PayPay $100m campaign - guy_c
https://paypay.ne.jp/
======
guy_c
PayPay is a joint venture of Softbank and Yahoo Japan created in June 2018. It
is another cashless payment system. But what seems different is they've
launched with a very aggressive marketing campaign in Japan.

Total budget for the campaign is 100億円 (億 = 10^8 / ~90m USD). They are giving
¥500 (~$5) to signup. Then 20% of the value of purchasers back in points. Then
for customers of some Softbank/Yahoo services they are offering 1 in 10 chance
of 100% points back. That effectively gives you an expected points of 30%.

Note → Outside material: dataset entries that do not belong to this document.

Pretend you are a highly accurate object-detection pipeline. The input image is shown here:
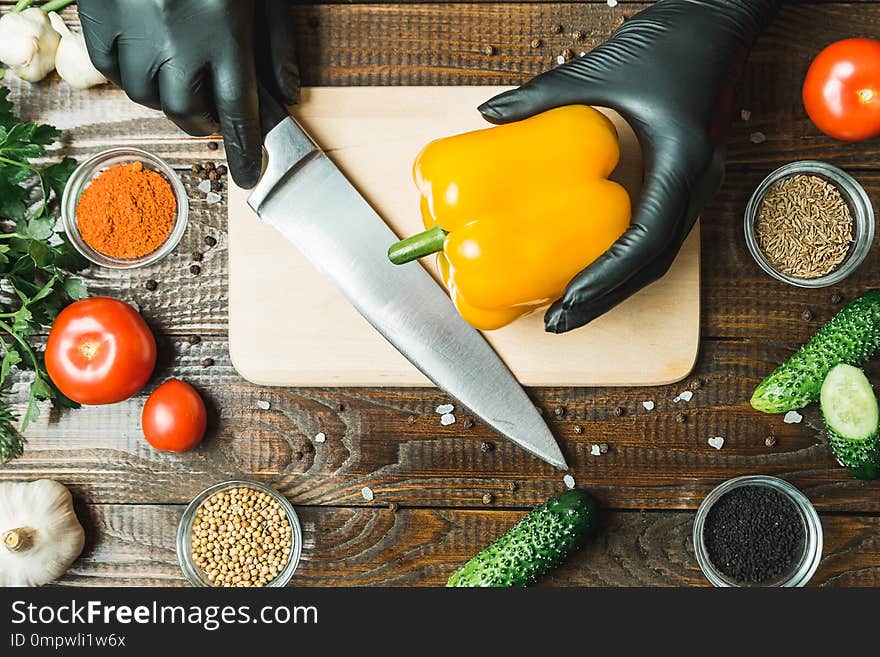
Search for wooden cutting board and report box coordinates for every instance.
[229,87,700,386]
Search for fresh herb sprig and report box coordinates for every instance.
[0,87,88,463]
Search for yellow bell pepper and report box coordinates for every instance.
[388,105,630,330]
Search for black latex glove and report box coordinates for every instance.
[77,0,299,188]
[480,0,779,333]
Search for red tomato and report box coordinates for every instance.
[141,379,208,452]
[803,39,880,141]
[46,297,156,405]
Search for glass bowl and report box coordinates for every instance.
[61,148,189,269]
[693,475,822,587]
[177,479,302,587]
[744,160,874,287]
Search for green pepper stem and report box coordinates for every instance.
[39,0,73,14]
[388,226,447,265]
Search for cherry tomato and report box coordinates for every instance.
[141,379,208,452]
[46,297,156,405]
[803,39,880,141]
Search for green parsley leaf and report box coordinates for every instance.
[0,87,88,463]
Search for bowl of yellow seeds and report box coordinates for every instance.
[177,480,302,587]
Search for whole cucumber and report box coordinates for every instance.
[446,489,597,586]
[751,290,880,413]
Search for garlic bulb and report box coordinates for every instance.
[0,7,61,82]
[0,479,85,587]
[49,11,107,89]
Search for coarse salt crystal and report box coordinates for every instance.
[782,411,804,424]
[672,390,694,402]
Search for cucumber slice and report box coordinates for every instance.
[819,364,880,440]
[819,364,880,479]
[751,290,880,413]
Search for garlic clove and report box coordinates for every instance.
[49,11,107,89]
[0,7,61,82]
[0,479,85,587]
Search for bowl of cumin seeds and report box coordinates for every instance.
[744,160,874,287]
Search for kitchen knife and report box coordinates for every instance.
[248,89,568,470]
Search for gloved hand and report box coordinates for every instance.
[77,0,299,187]
[479,0,780,333]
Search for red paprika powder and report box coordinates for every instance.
[76,162,177,258]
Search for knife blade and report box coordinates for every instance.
[248,90,568,470]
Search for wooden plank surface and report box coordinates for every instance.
[0,2,880,586]
[61,505,880,586]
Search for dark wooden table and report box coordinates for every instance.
[0,0,880,586]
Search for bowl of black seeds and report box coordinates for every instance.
[693,475,822,587]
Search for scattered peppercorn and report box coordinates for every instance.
[190,487,293,587]
[703,485,805,584]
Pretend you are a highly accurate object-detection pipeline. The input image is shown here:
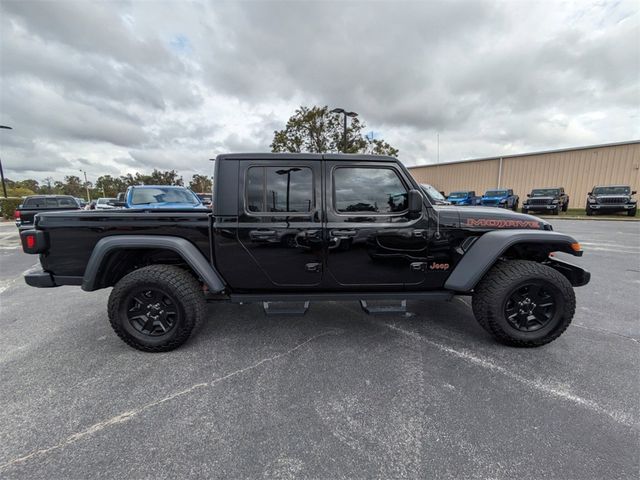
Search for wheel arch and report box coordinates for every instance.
[82,235,225,293]
[444,230,582,293]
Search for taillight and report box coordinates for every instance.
[20,230,47,253]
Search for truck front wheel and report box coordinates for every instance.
[109,265,206,352]
[472,260,576,347]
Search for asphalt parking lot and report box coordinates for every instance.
[0,220,640,479]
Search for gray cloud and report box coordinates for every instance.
[0,0,640,184]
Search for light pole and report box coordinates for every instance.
[273,167,301,212]
[80,169,91,203]
[0,125,13,198]
[331,108,358,153]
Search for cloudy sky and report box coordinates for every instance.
[0,0,640,180]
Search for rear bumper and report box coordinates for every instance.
[587,203,637,212]
[24,270,82,288]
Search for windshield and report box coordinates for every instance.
[593,187,631,195]
[484,190,507,197]
[449,192,467,198]
[196,193,213,202]
[420,183,446,202]
[131,187,200,205]
[531,188,560,197]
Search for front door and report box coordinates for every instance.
[325,160,428,290]
[238,159,323,289]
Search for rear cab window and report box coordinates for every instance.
[245,165,316,213]
[333,167,408,215]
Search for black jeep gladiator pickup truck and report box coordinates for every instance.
[21,154,590,351]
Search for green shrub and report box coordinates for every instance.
[0,197,22,219]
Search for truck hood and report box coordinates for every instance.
[434,206,552,231]
[525,197,556,202]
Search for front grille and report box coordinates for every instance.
[598,197,627,205]
[529,198,551,205]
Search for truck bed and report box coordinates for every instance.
[36,209,211,277]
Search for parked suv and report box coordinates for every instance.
[522,187,569,215]
[481,188,520,212]
[447,190,481,205]
[586,185,638,217]
[13,195,80,230]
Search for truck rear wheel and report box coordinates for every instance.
[472,260,576,347]
[108,265,206,352]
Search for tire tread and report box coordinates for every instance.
[108,265,206,352]
[471,260,576,348]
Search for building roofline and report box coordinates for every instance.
[407,140,640,169]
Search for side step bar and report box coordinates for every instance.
[228,290,454,303]
[228,291,453,316]
[360,300,407,315]
[262,300,309,317]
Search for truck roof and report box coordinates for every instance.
[215,153,398,162]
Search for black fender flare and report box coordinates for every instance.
[82,235,225,293]
[444,230,582,292]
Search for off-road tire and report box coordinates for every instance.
[472,260,576,348]
[108,265,206,352]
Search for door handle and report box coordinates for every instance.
[249,230,276,240]
[304,262,322,273]
[331,230,357,240]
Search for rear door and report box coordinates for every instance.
[325,160,428,290]
[237,159,323,288]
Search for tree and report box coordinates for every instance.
[189,173,213,193]
[56,175,86,197]
[147,168,184,185]
[96,175,127,198]
[271,106,398,156]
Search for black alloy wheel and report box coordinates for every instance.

A lot of the major stores are accepting PayPay and the store's own points
campaigns are still valid.

Lots of consumers seem pretty excited [https://placeuveneverbeen.co/paypay-
macbook/](https://placeuveneverbeen.co/paypay-macbook/)
[https://www.youtube.com/watch?v=rUKsTwg716M](https://www.youtube.com/watch?v=rUKsTwg716M)
[https://www.youtube.com/watch?v=5mC26FFNb_Y](https://www.youtube.com/watch?v=5mC26FFNb_Y)

It seems like a good way for Softbank to burn a lot of cash and spend a high
price on customer acquisition. I am not sure how sticky people will be to the
service once campaign ends.